Theme 2: Relationship between α-diversity and γ-diversity
 Patel et al. (1996)は東欧エストニア(面積4500km2)を対象として、植生学的に広域的な種プールと局所的な種のプールおよび小プロット(1 m2)に出現する平均植物種数の関係を調査した.彼らは広域的プールの定義を、気候・自然地理的に均一であり様々な群集の共存が可能な地域における種のプールとし、広域的プールの調査範囲をエストニアと定めた.一方、局所的プールは、ある1つの植生景観で占められる群集内において共存可能な種のプールと定め、14の植生タイプを局所的プールの範囲と見なした.その結果は、広域的プールと局所的プールの間には正の相関が認められ、更に局所的プールと1 m2プロットの出現種数の間にも同様の関係が認められた.各スケールにおいて供給源としてのプールと種の多様性には比例関係があり、種の多様性はスケールによって飽和せずに種プールによって規定されているのかも知れないと結論づけた.
 一般に植物社会学では、植生タイプの階層分けに様々な解釈が可能であり、群集タイプの増加を客観的に計測することは難しい.Patel et al.は、植生タイプを決定するためにエストニアにおいて観察された維管束植物1416 種の中から1073種を選び出しているが、その判断基準をEllenberg らによるヨーロッパ中部の植生指数に求めている.そのためEllenberg のリストに存在しない種については考慮されていない.このように、植生タイプと対応するように対象植物種を選択しているが、判断基準は提示されていない(植物種の抽出により現実の種プール値よりも算出プール値が小さくことに関しては補正されている).
 Patel et al.の論文は、ある地域の植物群に関する解析例だが、地球上の様々な生物群における解析例も報告されている.Caley and Schluter (1997)は、各大陸において、異なった生物群(脊椎動物、無脊椎動物、植物)を取り上げ、局所的多様性と広域的多様性との対応関係は検討した.
 彼らは大陸間をまたがる地域におけるサンプル方法を統一するために各大陸から任意に指定した500 × 500 km = 25,000km2の地域を広域的範囲とみなした.そして広域的範囲の中心に当たる面積比1~10 %の範囲を局所的な多様性を表すための範囲と定義した.ここで考慮すべきことは、種多様性にβ-diversity が寄与する度合が調査地域間で異なる可能性についてである.機械的に局所的生物相の範囲を決めたために、局所的生物相は景観的な枠組みに当てはまらない可能性がある.また局所的範囲を比較的大きく取っているために局所的範囲に様々な生育立地の多様性が含まれると考えられる.大きな局所的範囲によって、β-diversity が局所的多様性に与える影響の地域間での違いは比較的相殺されていると思われるが、手法的にはβ-diversityの影響を除外できていない.
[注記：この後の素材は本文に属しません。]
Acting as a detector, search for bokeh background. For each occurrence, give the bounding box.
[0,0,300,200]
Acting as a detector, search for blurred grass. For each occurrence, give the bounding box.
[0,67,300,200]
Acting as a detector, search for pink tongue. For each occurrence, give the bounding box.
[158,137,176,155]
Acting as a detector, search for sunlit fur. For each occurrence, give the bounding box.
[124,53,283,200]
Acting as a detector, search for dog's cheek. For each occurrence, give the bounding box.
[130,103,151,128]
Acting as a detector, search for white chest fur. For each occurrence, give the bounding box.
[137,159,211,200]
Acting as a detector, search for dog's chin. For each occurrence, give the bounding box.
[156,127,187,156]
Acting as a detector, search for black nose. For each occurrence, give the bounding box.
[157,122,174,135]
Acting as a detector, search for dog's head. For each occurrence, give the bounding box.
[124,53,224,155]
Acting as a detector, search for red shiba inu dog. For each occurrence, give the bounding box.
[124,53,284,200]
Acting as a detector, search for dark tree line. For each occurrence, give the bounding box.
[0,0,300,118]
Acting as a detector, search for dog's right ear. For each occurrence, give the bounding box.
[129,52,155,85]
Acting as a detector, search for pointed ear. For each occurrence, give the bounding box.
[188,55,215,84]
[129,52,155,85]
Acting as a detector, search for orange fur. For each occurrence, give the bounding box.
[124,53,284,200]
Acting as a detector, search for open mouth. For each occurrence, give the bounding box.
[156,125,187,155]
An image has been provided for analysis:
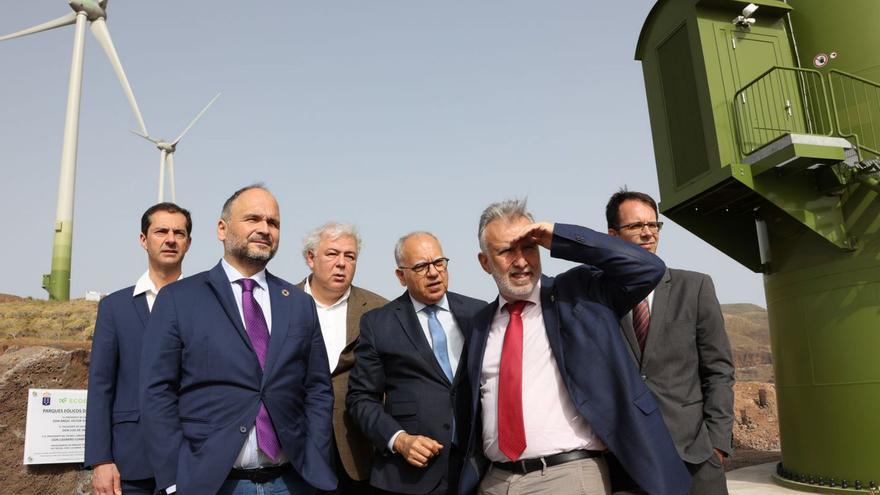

 Caley and Schluter の結果では、広域的生物相と局所的出現種数との対応は飽和関係がなく、正の相関が認められた.Patel et al の論文には植生学的な弱さがあり、Caley and Schluter の論文はβ-diversity の影響が除去されていないが、2つの論文を相補的に解釈すれば、植生データーからだけではなく様々な生物群、そして地球全体にわたる地域間で、局所的出現数と広域的種プールの間には比例関係が存在すると読みとれる.
 以前から種多様性の地域間差について、進化史的要因や気候的要因に基づいて議論されてきた.熱帯における樹木の場合や、温帯における草本植物の場合のように、地域的な種の出現頻度が高い例は、進化史的に多くの分類群が出現し、それらの種の生存に気候が適しているため、種の多様性が保証された結果であるという考え方である.樹木の種多様性は生育地域の生産速度と良く対応していることが知られ、広域的及び局所的な気候パラメータと種多様性の対応関係はこれらの論文の結果と矛盾しないように思われる.しかし種多様性の内的要因として種間相互作用が働く過程は、局所的種多様性と広域的種多様性の対応関係に組み込まれていない.もし、局所的な種多様性にとって広域的種プールが大きな規定要因となっているならば、α-diversity とγ-diversity の対応関係に種間相互作用が及ぼす機構は不明であり、更なる検証が必要となる.

References

  • Caley, M. J. and D.Schluter (1997): The relationship between local and regional diversity. Ecology,78,70-80.
  • Partel, M. ,Zobel, M. ,Zobel, K. and E.van der Maarel (1996):The sppecies pool and its relation to richness:evidence from Estonian plant communities.Oikos,75,111-117.